If you are a client of mine you’ll know how important sleep is to our wellbeing. Good sleep does more than physically rest the body. It allows our subconscious mind to process “stuff” that is held as emotional thoughts into narrative thoughts (it’s the transference of memories from one part of the brain to another part. This process is called REM sleep and it’s about 20-25% of our sleep.
We can improve the effectiveness of REM sleep by going to bed positive: this can mean having a good routine pre-bed, having things to look forward to the next day, remembering what’s been good about the day and creating the right environment for our sleep.
This article explains how more and more the science emphasises the need and responsibility of sleep as part of our wellbeing. Night night!
Comment by Mark Jones of The Cheltenham Consultancy
It is said that a clear conscience makes the softest pillow, but according to a new study the secret of a good night’s sleep is having something worth getting out of bed for the next day.
In the first research of its kind, US scientists found that having a purpose in life results in fewer nighttime disturbances and improved sleep quality.
Although all the participants in the study were elderly, researchers said the findings are likely to apply to people of all ages, suggesting that whether you will sleep well is already decided before you even get into bed.
Sleep problems are also associated with many illnesses, including Alzheimer’s disease obesity, heart disease, diabetes and even colds and flu, so promoting better sleep could help overall health.
“Helping people cultivate a purpose in life could be an effective drug-free strategy to improve sleep quality, particularly for a population that is facing more insomnia,” said senior author Jason Ong, an associate professor of neurology at Northwestern University Feinberg School of Medicine, in Illinois.
“Purpose in life is something that can be cultivated and enhanced through mindfulness therapies.”
In general, adults need between seven and nine hours of sleep each night but the exact amount varies from person to person, depending on age, lifestyle and genes.
More than a third of Britons sleep for less than six hours a night according to The Sleep Council with modern life blamed for problems nodding off.
Light pollution and the glare from smartphones and tablets mimic daylight, disrupting the release of melatonin, the rest hormone and altering our sleep patterns.
Health and lifestyle problems are also known to impact sleep include obesity, excessive alcohol and sugary drink consumption, smoking, lack of physical activity, mental health problems, stress at work, shift work, financial concerns, and long commuting.
In the new study 823 people between the ages of 60 and 100 answered a 10-question survey on purpose in life and a 32-question survey on sleep.
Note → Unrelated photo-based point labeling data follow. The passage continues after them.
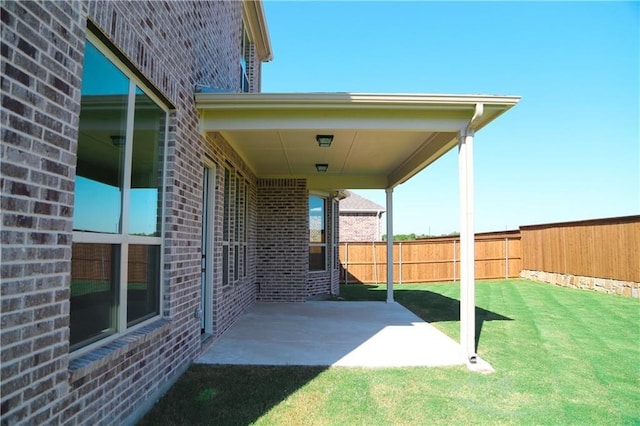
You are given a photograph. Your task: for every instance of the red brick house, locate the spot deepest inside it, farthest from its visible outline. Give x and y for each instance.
(360, 219)
(150, 194)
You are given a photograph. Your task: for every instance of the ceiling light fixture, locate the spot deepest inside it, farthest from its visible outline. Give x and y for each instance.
(322, 167)
(117, 140)
(324, 140)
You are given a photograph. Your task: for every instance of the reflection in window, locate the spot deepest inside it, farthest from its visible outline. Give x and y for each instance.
(142, 291)
(94, 292)
(317, 234)
(101, 143)
(118, 175)
(146, 174)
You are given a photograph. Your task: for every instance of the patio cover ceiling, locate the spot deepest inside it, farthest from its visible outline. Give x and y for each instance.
(380, 140)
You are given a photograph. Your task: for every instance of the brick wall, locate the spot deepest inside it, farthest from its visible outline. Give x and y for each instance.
(283, 240)
(42, 51)
(360, 227)
(174, 45)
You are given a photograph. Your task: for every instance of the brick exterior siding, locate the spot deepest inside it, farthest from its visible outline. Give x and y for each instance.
(283, 240)
(174, 45)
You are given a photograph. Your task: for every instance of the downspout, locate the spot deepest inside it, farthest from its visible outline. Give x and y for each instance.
(467, 237)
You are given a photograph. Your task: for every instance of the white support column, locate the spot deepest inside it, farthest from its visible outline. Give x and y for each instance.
(389, 192)
(467, 246)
Those who felt their lives had meaning were 63 percent less likely to have sleep apnea and 52 percent less likely to have restless leg syndrome. They also had moderately better sleep quality, a global measure of sleep disturbance.
Sleep smarter | Forty winks in seven steps
- Prioritise your pre and post sleep routines as they directly affect the quality of your sleep and waking day.
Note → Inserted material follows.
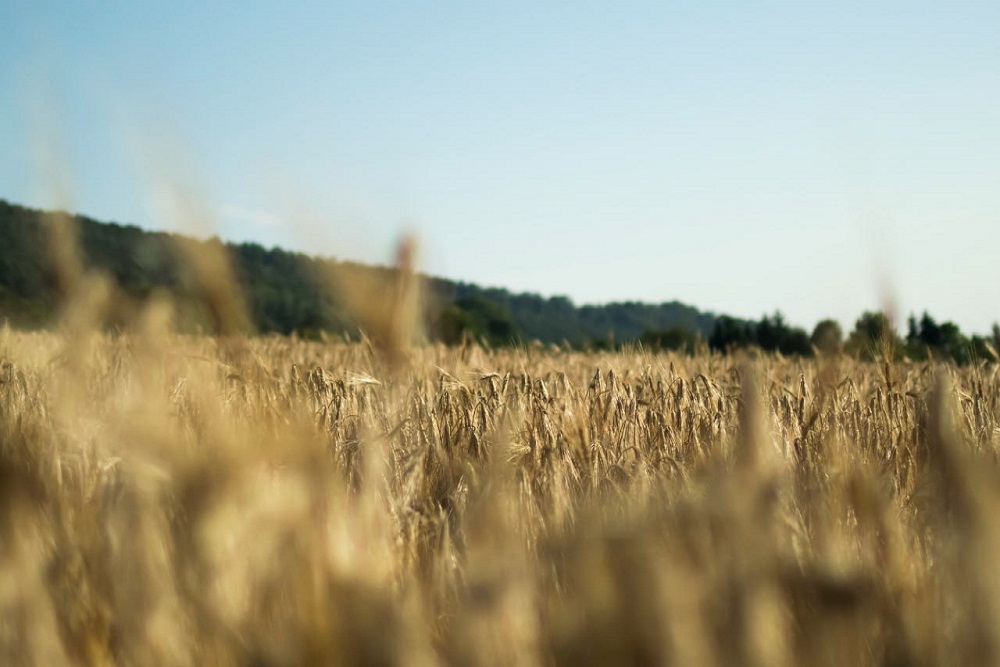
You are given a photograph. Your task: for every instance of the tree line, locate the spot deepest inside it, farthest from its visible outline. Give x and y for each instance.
(873, 337)
(285, 294)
- Take technology breaks during the day as a reward and training for body and mind.
- Get up earlier than you need to. Take a full 90 minutes to prepare for your day.
- Don’t reach for the phone! Raise your alertness before you send your first text message or reply to that email.
- Moving your body from warm to cooler helps trigger the natural drop in body temperature you need to sleep well. A quick warm rinse under the shower and a cooler sleeping environment will help.
- Declutter your bedroom and mind before you attempt sleep.
- Go from light to dark in the evening and darkness to light in the morning in an unrushed way.
Sleep apnea is a common disorder that increases with age in which a person has shallow breathing or pauses in breathing during sleep several times per hour. Restless leg syndrome causes uncomfortable sensations in the legs and an irresistible urge to move them.
For the purpose in life survey, they were asked to rate their response to such statements as: “I feel good when I think of what I’ve done in the past and what I hope to do in the future.”
The team now wants to see if mindfulness-based therapies to improve purpose can also improve sleep quality.
It is estimated that insufficient sleep among the British working population costs the economy up to £40 billion a year through lost working hours, the equivalent of 1.86 per cent of the country’s GDP.
The new study was published in the journal Sleep, Science and Practice.